Leading GOP'ers eye setup for new 'Stop Common Core' party

Now a second new minor party arises out of last week's statewide election.

Created to boost Republican Rob Astorino's campaign for governor, the "Stop Common Core" line surpassed the 50,000-vote mark needed to achieve automatic ballot status through 2018, according to the unofficial count so far.

The extended uproar over high-stakes testing in public schools, and the way state officials rolled it out, became a cause for Astorino to trumpet during his failed effort to unseat Democratic Gov. Andrew M. Cuomo.

Michael Lawler, who managed the Astorino campaign, said Tuesday that once the election results are certified next month, "we'll be talking with [GOP election law adviser] Jeff Buley about filing the paper work, electing a chairman, and instituting bylaws."

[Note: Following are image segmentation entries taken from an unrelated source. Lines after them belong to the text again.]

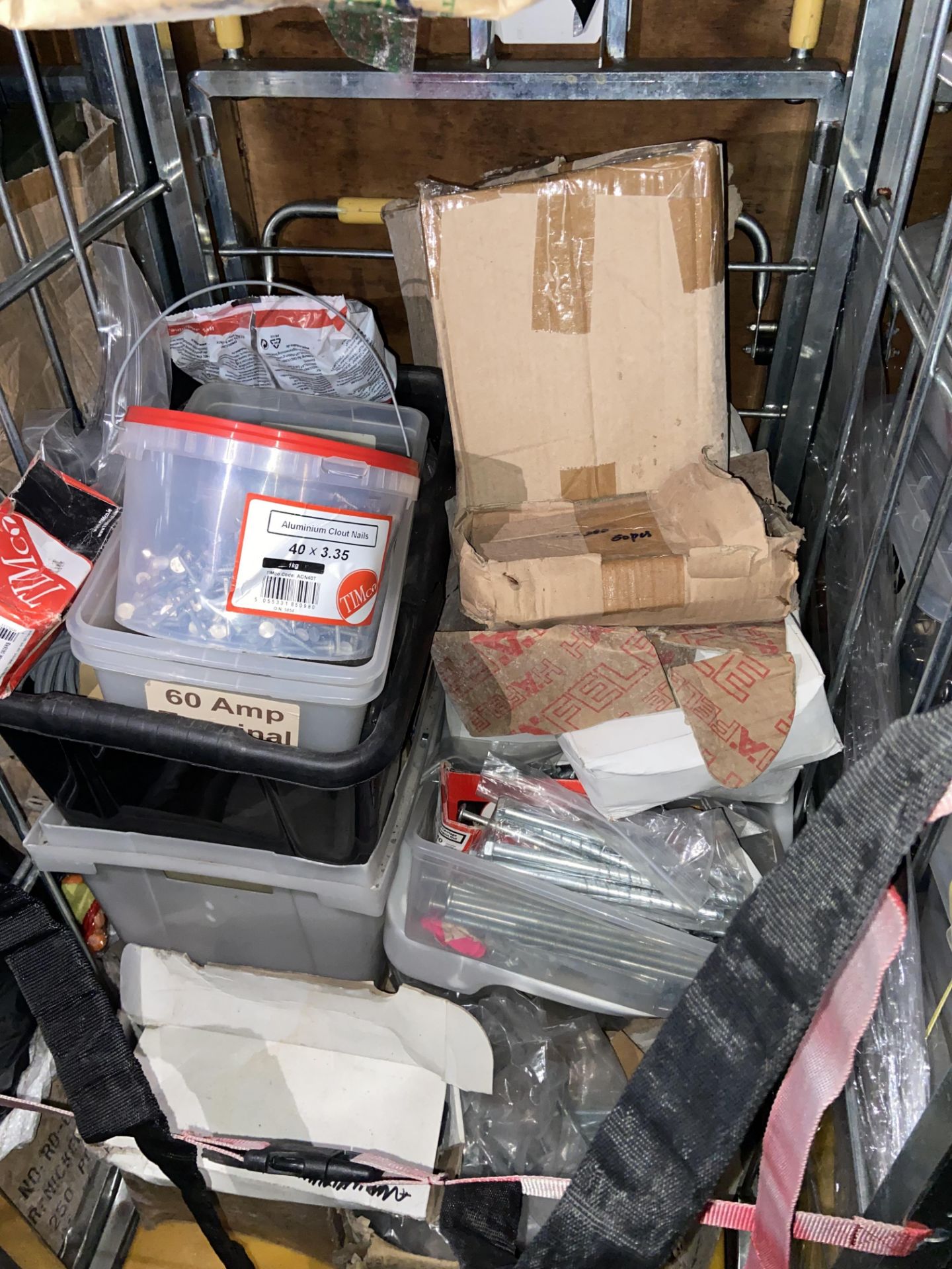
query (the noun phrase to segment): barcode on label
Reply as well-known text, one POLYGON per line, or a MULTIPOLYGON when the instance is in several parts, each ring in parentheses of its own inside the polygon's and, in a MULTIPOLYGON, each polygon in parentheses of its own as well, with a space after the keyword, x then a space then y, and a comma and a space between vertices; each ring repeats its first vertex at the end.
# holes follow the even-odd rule
POLYGON ((301 608, 314 608, 321 593, 321 584, 310 577, 296 577, 287 572, 268 572, 264 575, 261 598, 279 604, 300 604, 301 608))

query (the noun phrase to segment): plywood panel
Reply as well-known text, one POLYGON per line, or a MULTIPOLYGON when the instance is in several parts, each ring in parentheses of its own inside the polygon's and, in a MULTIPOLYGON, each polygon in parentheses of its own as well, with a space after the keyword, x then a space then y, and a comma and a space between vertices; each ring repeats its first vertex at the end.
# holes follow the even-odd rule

"We will work with all the grass-roots folks to support candidates for reform" -- with Common Core opposition "a major part" of the effort, Lawler said. Earlier this year, controversy rooted in the national Common Core curriculum prompted what may have previously seemed an unlikely alliance between teacher and parent advocates.

The 2015 elections will offer SCC the chance to cross-endorse candidates in local elections around the state. If its leaders choose, they could try to make their presence felt, say, in the expected re-election efforts next year of Onandaga County Executive Joanie Mahoney and Oneida County Executive Anthony Picente, both Republicans, who endorsed Cuomo in the governor's race.

Legally, election operatives say, it falls to the four statewide candidates who ran on the line to move ahead with setting up a structure for the new party. The name of such third-party organizations can change once organized, as when the Tax Cut Now Party created for the 1994 election became the Freedom Party for its brief existence.

The Women's Equality Party, created by top Democrats, earlier surpassed the 50,000 mark in the unofficial election count. It had already become a flash point between Cuomo and the Working Families Party. Cuomo said in a radio interview last week of the WEP's qualification for the ballot: "That's, I think, going to be an exciting development down the road."

The governor's aide Joseph Percoco oversaw the petition process to put the WEP on the ballot. State election filings list Neil Cole as the WEP treasurer. He's chief executive officer of Iconix Brand Group, and the brother of Kenneth Cole, who's married to the governor's sister, Maria Cuomo Cole.

In October, while the Cuomo campaign was urging votes for the governor on the Women's Equality line, this organization reported contributions totalling $69,500 from nine individual donors. Robert Kleinwaks of Glen Cove was the leading donor at $30,000 and Robert J. Mittman of Manhattan contributed $25,000.

Future ballot positions are based on numbers of votes for governors. Based on the Election Day count so far, the top party behind Democrats and Republicans remains the Conservatives, followed by the Greens, Working Families, Independence, Women's Equality Party and Stop Common Core.

In New York, the ballot -- perhaps unlike the polling places -- can get crowded.